"When we last talked, Job, I got off the track once again, but I think we are actually making progress. You are so distressed, Job, because you believe in the living God, a God who has not merely retired from the world, like the gods of the Epicureans who spend all their time trying to keep their atoms together. You believe that God is intimately involved with you. But it is this realization that presents the intellectual conundrum for you, that makes your 2nd person outburst to God in 7:12-21 so powerful for me. Here is your dilemma: (1) you believe in a good God; (2) you believe in an all-powerful God; (3) but disaster, huge and horrible and irreversible disaster, has come upon you and there just isn't any explantion for it. You haven't deserved it. You haven't somehow cherished "secret sin" that was found out by God. You feel you are the victim of a divine plot (and you will be right about this!), and that this plot must be the action of a most perverse, cruel and irrational deity. But you cannot simply say that this is the kind of God who rules the world. You want, no you need to believe that at the heart of the universe is a good and personal power, a power that treasures justice as much as the most righteous creatures do, a power that cherishes the values by which you have lived your life. Such a god MUST BE THERE for you, Job. Isn't that true? Haven't I gotten it right?
But that is where your immense misery comes in, doesn't it? God has seemingly done this to you without prior or subsequent explanation. And, now I think I see how your mind works, Job. At first you seemingly accepted your fate in 1:20-21. You intoned the safe words of the tradition, "The Lord gives and the Lord takes away; blessed be the name of the Lord." You even did so a few verses later when your wife asked you about your integrity [I will get to her a little later, Job]. But then, in ch. 3, you simply exploded in your rage and pessimism and pain. Such a reversal in a mere five verses is unprecedented in Scripture, but I think that what happened is that when your friends were sitting around, not saying a word (2:11-13), that the silence worked into your soul and the deafening injustice of what befell you finally dawned on you. No one explained the meaning of their silence, but I think you interpreted it to mean that your friends had no answers to your plight. Of course you would discover later that they had lots of answers to give you, but maybe the utter shock of seeing you so reduced to the bare essentials of life undid them temporarily and gave you the freedom to open up long tamped-down feelings in your heart. The explosion of ch. 3 is the result.
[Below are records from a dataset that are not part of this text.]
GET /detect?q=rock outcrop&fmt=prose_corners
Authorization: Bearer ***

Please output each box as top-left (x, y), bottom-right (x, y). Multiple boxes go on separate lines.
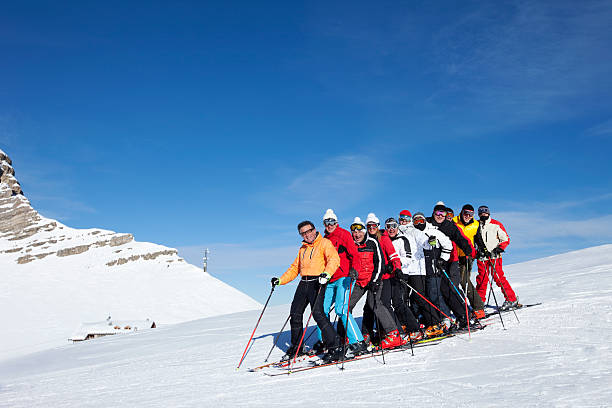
top-left (0, 149), bottom-right (182, 267)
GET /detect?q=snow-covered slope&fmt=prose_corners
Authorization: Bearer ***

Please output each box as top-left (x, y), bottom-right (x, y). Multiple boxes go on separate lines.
top-left (0, 150), bottom-right (261, 361)
top-left (1, 245), bottom-right (610, 407)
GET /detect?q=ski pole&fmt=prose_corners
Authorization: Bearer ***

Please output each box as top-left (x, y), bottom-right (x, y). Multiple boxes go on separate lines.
top-left (263, 314), bottom-right (290, 363)
top-left (487, 261), bottom-right (506, 330)
top-left (488, 256), bottom-right (520, 323)
top-left (237, 285), bottom-right (275, 370)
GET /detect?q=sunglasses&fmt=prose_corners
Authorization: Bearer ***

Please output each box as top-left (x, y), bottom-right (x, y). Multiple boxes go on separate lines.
top-left (299, 227), bottom-right (315, 236)
top-left (323, 219), bottom-right (338, 226)
top-left (413, 218), bottom-right (426, 225)
top-left (434, 211), bottom-right (447, 217)
top-left (385, 223), bottom-right (398, 229)
top-left (350, 224), bottom-right (365, 231)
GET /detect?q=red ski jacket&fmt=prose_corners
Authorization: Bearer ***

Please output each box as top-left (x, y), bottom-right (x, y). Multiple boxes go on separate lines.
top-left (324, 226), bottom-right (359, 283)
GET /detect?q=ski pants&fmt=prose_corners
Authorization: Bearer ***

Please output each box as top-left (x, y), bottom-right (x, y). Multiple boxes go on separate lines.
top-left (315, 277), bottom-right (364, 345)
top-left (459, 257), bottom-right (485, 311)
top-left (290, 278), bottom-right (338, 348)
top-left (426, 274), bottom-right (450, 321)
top-left (476, 257), bottom-right (517, 302)
top-left (355, 284), bottom-right (397, 338)
top-left (440, 261), bottom-right (467, 322)
top-left (382, 277), bottom-right (420, 333)
top-left (406, 275), bottom-right (439, 327)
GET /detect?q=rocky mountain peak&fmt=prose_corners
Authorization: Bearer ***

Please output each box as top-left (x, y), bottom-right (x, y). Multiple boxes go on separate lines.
top-left (0, 149), bottom-right (23, 196)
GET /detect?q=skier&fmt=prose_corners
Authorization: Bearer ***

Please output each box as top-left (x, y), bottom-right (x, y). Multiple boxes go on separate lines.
top-left (311, 209), bottom-right (364, 357)
top-left (445, 207), bottom-right (454, 222)
top-left (397, 212), bottom-right (443, 333)
top-left (426, 203), bottom-right (475, 329)
top-left (384, 217), bottom-right (421, 339)
top-left (474, 206), bottom-right (518, 310)
top-left (270, 221), bottom-right (342, 361)
top-left (412, 212), bottom-right (454, 336)
top-left (398, 210), bottom-right (412, 235)
top-left (362, 213), bottom-right (404, 344)
top-left (347, 217), bottom-right (406, 350)
top-left (452, 204), bottom-right (486, 318)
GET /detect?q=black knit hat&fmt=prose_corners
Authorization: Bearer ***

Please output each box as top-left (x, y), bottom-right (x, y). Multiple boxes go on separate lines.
top-left (461, 204), bottom-right (474, 213)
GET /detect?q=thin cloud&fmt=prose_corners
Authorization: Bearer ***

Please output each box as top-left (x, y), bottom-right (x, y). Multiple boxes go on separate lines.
top-left (254, 154), bottom-right (388, 214)
top-left (496, 211), bottom-right (612, 250)
top-left (429, 0), bottom-right (612, 129)
top-left (584, 118), bottom-right (612, 138)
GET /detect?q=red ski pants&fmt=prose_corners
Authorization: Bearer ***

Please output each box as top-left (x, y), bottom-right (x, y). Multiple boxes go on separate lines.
top-left (476, 258), bottom-right (517, 302)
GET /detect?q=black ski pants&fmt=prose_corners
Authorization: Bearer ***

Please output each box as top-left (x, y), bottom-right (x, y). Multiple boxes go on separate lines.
top-left (289, 278), bottom-right (338, 348)
top-left (353, 284), bottom-right (396, 338)
top-left (383, 278), bottom-right (420, 333)
top-left (406, 275), bottom-right (440, 327)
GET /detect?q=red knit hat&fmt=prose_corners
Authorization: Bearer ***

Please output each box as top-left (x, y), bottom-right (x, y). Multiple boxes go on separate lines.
top-left (399, 210), bottom-right (412, 218)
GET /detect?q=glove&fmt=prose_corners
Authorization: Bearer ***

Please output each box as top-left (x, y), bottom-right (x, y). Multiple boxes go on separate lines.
top-left (435, 258), bottom-right (446, 271)
top-left (394, 268), bottom-right (406, 281)
top-left (491, 246), bottom-right (504, 256)
top-left (319, 273), bottom-right (331, 284)
top-left (477, 247), bottom-right (490, 259)
top-left (428, 236), bottom-right (438, 247)
top-left (348, 268), bottom-right (358, 280)
top-left (386, 263), bottom-right (394, 273)
top-left (271, 277), bottom-right (280, 287)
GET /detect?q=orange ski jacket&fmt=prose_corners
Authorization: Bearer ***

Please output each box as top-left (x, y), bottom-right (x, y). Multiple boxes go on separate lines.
top-left (279, 232), bottom-right (340, 285)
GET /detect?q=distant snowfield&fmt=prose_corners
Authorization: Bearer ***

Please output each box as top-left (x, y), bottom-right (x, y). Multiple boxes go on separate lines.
top-left (1, 245), bottom-right (611, 407)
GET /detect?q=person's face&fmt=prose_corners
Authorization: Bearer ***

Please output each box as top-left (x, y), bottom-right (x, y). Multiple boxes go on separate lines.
top-left (324, 219), bottom-right (338, 234)
top-left (445, 211), bottom-right (454, 221)
top-left (413, 217), bottom-right (426, 230)
top-left (367, 223), bottom-right (379, 235)
top-left (399, 218), bottom-right (409, 225)
top-left (386, 222), bottom-right (399, 238)
top-left (352, 228), bottom-right (365, 243)
top-left (461, 210), bottom-right (474, 224)
top-left (433, 210), bottom-right (446, 223)
top-left (299, 224), bottom-right (317, 244)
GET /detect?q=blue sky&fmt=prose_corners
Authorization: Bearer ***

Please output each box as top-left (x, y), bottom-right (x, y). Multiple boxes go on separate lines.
top-left (2, 1), bottom-right (611, 305)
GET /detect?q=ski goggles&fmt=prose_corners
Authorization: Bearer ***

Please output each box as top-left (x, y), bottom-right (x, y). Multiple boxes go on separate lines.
top-left (323, 219), bottom-right (338, 226)
top-left (413, 217), bottom-right (426, 226)
top-left (399, 215), bottom-right (412, 221)
top-left (478, 206), bottom-right (490, 215)
top-left (434, 210), bottom-right (447, 217)
top-left (385, 222), bottom-right (398, 230)
top-left (350, 224), bottom-right (365, 231)
top-left (462, 210), bottom-right (474, 216)
top-left (366, 223), bottom-right (379, 229)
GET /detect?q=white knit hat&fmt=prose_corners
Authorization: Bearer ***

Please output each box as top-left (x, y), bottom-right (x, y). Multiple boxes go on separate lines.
top-left (323, 208), bottom-right (338, 221)
top-left (351, 217), bottom-right (366, 229)
top-left (366, 212), bottom-right (379, 225)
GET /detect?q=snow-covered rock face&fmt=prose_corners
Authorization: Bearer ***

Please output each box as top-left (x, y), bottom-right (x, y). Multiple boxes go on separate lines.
top-left (0, 150), bottom-right (261, 361)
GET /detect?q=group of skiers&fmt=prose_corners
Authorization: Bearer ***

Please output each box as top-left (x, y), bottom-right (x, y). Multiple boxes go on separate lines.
top-left (270, 202), bottom-right (518, 363)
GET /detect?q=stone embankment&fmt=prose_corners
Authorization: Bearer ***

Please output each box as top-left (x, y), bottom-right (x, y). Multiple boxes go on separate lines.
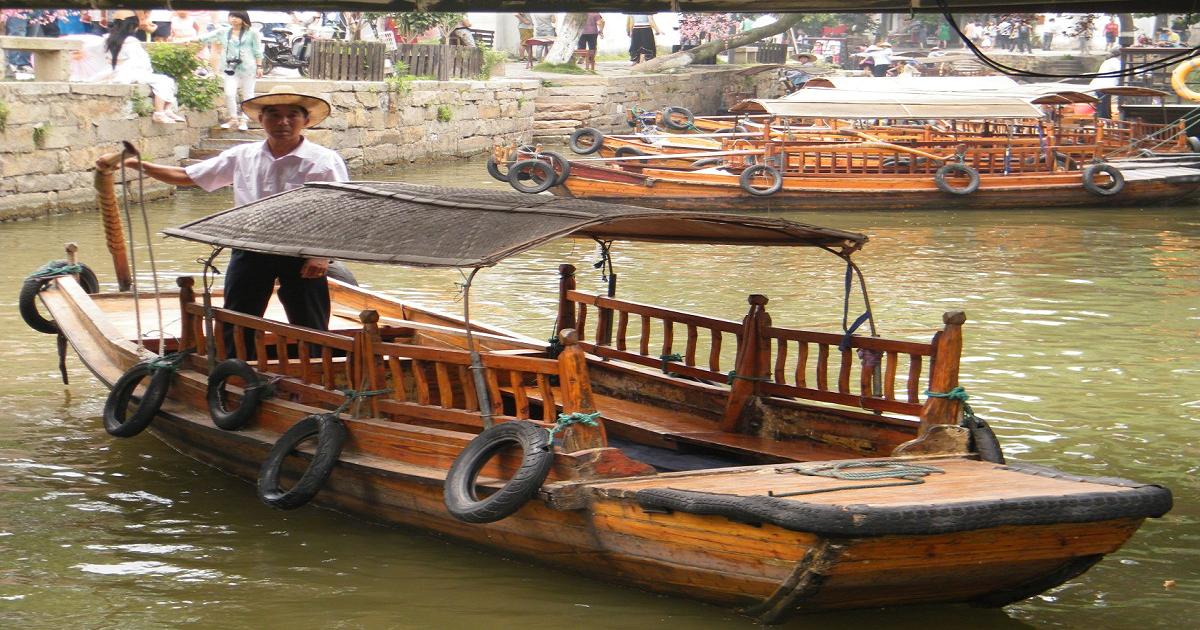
top-left (1, 67), bottom-right (776, 221)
And I think I can defend the interpretation in this last paragraph even more, Job. Remember when you exploded with that wrenching outburst in ch.3? You stuck in that curious verse near the end where you said, "For I was terrified of something and it arrived; the very thing I feared has come upon me (3:25)." Remember saying that, Job? I have it on tape if you don't recall. It was when you were coming to the end of your first rumination, where you had taken as it were an intellectual tour of Sheol and its pleasantness (3:11ff.) but then had returned in language of brutal brevity to your current situation (3:24-26). As your mental process allowed you to return to your pain, you said these words. They slipped out, didn't they Job? You really didn't mean to say them, did you? Because if you think about them for a while, what they suggest is that even while you were all 'tam and yashar' (perfect and upright) in chs. 1 and 2, you were worried about something.
You were worried that it was all going to end some day. You were worried that something would happen, that you would be visited by some force or power and all your finely arranged life would come crashing down in a heap. Maybe you even had a dream about it, since you are so eager to say that God now torments you in your dreams (7:14). Did you dream of a great fall, Job, even while things were so incredibly good for you? And, if you did, what did you do with that dream, with that idea? Did you share it with anyone? Did anyone possess your fears along with you, Job? Or, were you just a seeming one-dimensional businessman--profits were the bottom line? Were you a soulless man, a man who suppressed the unpleasant thoughts and dreams and just had to keep buying more cattle? But, no, you had to be more than that. You were a judge, one who seemingly dispensed impartial justice to the approval of all. But that is the way you tell the story in Job 29; Eliphaz has quite a different take on it in Job 22, doesn't he?
So, you feared that something like this might happen. But, as I think about it, Job, it probably is true that every rich guy, and we have a lot of them in America these days, worries about losing it all. I would love to read a book about that--big guys fears about losing it all. There isn't a book like that on the market. There are books about everything else, Job, but why not a book on what the big guys really fear? Maybe those fears have to be buried deep in their hearts because if they came out, well, the fears might just realize themselves in their lives. We are pitiful creatures, aren't we Job, not even able to identify or own up to our fears.
Well, we are out of time, Job, and I see you are getting a little tired, so let's pause for a while until the next talk.